The family went to the First Presbyterian Church at 11155 Jackson St., known as the Church of the 49ers, on Monday night for a community dinner held at 6 p.m. each Monday, where Rogerson told the Rev. Lee Warford about their situation.
Warford said he couldn’t stand the thought of the woman and young girls sleeping in their truck that night with the temperatures dipping into the low-20s, so he conferred with congregation members Roger and Judy Haughton, who live in Twain Harte and serve on the church’s missions committee that does community outreach.
“I said, ‘Let’s figure something out here,’ ” Warford said. “There’s absolutely no reason this should be happening in the country in which we live.”
The Haughtons and Warford pooled their money to come up with the $630 it costs for the family to stay for a week at the hotel.
Warford said Rogerson and her granddaughters regularly come to the church’s community dinners on Mondays, which are typically attended by between 50 and 75 people. The church also provides hot showers for people in need from 9 a.m. to about 6 p.m. on Mondays.
Homeless families with young children are not an uncommon sight at the weekly dinners, Warford said. He said the most common place the families say they are sleeping is outside.
“We see it all the time, and it’s a situation that we really have tried to solve,” Warford said. “The people here at the Church of the 49ers are so gracious and concerned about the community.”
Warford said the church helps connect families with available housing resources through organizations like the Amador-Tuolumne Community Action Agency, in addition to sometimes helping provide money for struggling low-income families to cover things like electricity bills.
A low-barrier shelter, which has been discussed at recent meetings of the City of Sonora’s homeless task force, would be something that Warford believes could help solve at least a portion of the problem.

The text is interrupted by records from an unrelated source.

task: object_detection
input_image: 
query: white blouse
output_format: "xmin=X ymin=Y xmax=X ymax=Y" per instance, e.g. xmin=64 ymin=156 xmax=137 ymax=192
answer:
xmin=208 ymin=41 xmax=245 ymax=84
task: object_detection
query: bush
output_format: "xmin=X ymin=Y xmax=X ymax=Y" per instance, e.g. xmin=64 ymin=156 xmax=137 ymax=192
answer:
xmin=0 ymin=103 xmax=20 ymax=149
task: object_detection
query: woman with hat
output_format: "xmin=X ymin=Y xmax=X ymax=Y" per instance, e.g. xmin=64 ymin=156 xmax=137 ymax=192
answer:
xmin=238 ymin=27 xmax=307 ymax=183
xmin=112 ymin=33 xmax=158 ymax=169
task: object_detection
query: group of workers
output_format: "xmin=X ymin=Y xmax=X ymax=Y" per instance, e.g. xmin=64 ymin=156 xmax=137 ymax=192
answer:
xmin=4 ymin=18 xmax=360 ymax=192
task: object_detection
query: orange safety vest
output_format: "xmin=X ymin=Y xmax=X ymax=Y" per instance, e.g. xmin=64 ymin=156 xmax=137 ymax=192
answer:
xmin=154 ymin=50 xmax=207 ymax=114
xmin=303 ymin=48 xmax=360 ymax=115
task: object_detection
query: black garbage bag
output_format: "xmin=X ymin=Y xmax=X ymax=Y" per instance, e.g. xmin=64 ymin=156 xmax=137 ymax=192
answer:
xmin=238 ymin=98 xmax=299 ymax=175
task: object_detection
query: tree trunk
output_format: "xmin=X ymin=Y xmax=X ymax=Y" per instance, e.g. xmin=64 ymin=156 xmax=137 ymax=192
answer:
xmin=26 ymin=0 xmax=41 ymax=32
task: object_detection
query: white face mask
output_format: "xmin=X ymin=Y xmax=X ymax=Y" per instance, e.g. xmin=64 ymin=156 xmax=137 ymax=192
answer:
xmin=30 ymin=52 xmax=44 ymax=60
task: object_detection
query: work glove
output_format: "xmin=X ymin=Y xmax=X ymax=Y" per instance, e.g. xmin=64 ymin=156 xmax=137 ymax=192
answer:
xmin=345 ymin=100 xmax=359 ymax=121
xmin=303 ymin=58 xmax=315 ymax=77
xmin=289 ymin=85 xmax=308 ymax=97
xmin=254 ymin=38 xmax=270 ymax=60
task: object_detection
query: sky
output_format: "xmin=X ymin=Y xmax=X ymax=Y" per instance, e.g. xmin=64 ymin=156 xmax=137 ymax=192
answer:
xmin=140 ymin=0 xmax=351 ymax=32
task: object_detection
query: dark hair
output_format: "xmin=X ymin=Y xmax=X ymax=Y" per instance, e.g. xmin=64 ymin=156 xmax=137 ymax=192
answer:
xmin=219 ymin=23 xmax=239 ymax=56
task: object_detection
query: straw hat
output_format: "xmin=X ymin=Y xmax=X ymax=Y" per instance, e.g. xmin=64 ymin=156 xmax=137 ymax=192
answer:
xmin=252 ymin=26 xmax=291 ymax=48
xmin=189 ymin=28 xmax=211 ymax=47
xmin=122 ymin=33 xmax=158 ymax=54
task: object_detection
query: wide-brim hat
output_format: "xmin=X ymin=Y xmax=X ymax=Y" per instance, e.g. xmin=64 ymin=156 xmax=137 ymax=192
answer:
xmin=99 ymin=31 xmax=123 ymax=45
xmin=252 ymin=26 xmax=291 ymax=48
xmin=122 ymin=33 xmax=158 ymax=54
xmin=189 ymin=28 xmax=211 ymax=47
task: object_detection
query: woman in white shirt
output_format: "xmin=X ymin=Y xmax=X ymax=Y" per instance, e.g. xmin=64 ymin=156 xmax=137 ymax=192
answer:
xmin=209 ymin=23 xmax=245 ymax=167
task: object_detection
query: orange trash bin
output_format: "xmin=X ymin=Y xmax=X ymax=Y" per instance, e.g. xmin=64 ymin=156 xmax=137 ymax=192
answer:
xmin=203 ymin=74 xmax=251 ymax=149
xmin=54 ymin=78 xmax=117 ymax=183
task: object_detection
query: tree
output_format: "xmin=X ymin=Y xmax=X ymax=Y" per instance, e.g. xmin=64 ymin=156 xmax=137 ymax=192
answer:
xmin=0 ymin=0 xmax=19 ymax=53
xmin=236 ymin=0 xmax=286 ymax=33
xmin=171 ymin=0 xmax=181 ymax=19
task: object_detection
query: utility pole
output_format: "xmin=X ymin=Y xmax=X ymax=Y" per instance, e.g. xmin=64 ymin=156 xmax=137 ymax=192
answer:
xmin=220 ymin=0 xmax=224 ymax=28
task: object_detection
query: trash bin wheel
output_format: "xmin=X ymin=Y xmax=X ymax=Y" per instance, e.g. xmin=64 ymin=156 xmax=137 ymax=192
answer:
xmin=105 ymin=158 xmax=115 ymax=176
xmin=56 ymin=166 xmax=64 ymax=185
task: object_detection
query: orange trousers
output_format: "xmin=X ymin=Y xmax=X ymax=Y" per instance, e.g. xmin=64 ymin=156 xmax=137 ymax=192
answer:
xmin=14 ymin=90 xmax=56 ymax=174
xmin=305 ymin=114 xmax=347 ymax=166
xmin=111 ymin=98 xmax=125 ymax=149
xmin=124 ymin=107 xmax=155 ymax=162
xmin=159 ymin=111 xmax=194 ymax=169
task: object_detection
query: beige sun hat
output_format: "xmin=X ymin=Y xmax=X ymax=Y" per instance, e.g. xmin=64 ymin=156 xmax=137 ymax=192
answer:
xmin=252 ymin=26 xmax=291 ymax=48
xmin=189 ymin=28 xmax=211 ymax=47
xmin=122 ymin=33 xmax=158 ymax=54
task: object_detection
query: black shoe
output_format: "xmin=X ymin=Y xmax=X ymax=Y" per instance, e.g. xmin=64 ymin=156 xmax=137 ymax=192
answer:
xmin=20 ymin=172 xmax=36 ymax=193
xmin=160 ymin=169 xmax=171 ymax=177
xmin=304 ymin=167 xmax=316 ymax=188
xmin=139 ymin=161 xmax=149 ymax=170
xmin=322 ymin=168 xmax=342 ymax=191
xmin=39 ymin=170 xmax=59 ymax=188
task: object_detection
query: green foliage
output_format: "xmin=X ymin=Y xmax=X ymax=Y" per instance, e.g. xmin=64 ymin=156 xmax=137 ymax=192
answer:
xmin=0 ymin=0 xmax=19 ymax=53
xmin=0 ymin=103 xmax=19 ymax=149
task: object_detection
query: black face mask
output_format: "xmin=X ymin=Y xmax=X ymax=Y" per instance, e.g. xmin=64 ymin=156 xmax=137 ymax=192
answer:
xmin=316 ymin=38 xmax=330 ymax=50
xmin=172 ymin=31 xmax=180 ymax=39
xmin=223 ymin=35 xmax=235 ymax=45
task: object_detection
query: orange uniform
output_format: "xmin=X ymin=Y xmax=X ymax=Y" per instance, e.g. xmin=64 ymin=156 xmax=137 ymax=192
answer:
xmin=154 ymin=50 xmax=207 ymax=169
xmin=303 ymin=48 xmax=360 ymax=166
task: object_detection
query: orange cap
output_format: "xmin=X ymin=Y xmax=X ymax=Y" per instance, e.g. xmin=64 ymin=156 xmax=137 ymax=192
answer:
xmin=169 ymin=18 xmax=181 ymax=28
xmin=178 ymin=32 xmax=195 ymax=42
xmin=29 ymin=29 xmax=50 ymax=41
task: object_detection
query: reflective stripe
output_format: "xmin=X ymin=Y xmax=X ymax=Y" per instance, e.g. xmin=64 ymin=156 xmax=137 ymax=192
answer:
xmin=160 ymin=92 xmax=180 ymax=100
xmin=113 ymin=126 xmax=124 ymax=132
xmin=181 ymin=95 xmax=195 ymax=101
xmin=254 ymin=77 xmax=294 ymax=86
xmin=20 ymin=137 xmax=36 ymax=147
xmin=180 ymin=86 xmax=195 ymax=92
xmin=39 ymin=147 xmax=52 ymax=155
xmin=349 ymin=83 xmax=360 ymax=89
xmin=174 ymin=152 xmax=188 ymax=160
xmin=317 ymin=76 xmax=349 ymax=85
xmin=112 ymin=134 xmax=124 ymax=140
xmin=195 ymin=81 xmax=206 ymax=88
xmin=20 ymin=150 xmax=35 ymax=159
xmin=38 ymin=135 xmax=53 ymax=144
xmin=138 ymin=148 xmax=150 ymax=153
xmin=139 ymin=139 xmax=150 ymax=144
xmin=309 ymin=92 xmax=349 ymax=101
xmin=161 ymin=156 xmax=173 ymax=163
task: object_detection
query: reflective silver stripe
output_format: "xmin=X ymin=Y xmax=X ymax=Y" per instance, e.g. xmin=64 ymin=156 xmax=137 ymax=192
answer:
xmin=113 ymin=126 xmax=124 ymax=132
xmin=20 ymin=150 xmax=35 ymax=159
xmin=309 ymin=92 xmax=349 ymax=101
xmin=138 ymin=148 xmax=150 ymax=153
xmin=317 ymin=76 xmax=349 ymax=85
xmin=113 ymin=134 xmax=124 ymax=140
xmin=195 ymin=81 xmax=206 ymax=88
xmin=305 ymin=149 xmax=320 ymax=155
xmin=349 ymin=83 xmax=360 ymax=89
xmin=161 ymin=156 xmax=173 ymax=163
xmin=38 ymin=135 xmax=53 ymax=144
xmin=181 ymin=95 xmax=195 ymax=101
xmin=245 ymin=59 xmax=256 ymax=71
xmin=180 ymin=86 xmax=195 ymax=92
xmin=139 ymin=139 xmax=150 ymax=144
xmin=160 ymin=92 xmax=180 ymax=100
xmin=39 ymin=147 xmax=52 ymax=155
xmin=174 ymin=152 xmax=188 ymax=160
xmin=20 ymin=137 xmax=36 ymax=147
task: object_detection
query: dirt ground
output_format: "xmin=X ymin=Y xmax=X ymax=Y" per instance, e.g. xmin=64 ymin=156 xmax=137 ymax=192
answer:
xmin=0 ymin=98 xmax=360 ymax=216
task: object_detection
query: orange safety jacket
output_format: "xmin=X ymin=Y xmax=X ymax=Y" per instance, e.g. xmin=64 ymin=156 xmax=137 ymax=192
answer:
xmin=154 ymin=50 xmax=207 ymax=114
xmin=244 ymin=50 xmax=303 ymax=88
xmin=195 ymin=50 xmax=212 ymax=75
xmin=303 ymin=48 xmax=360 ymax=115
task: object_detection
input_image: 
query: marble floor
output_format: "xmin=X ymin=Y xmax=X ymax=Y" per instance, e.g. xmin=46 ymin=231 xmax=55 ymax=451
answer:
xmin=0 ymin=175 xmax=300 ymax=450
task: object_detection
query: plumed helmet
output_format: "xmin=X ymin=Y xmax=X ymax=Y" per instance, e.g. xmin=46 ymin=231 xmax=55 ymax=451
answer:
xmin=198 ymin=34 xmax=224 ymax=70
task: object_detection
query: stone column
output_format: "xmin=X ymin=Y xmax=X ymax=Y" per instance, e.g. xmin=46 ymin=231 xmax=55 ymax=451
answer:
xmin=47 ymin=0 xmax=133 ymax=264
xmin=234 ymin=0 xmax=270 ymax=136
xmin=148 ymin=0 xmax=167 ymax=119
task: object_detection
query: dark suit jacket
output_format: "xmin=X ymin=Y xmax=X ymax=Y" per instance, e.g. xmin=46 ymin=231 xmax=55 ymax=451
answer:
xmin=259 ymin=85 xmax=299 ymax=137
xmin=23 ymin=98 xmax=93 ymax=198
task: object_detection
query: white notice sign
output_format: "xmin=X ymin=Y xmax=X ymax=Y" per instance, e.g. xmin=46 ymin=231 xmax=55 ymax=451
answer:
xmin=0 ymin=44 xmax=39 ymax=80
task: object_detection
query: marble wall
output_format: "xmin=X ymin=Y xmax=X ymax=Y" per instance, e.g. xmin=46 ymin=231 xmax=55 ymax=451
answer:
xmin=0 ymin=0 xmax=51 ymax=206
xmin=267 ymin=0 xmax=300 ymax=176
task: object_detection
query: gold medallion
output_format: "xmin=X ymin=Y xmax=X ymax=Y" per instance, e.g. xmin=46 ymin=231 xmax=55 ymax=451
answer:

There are two shelters in the county, one in Sonora with 25 beds that’s run by ATCAA and another for women and children only that’s run by the Center for a Non Violent Community.
Roger Haughton said he and his wife were brought to tears upon hearing Rogerson’s story Monday night and helped pay for the hotel as a Valentine’s Day present to each other. They are also involved in other community initiatives like Habitat for Humanity, a nonprofit organization that builds homes for people in need.
“There’s a need to get the word out to find the best way to get funding or relief for these people,” Haughton said. “We don’t have an answer, but we’re trying to do it through our church.”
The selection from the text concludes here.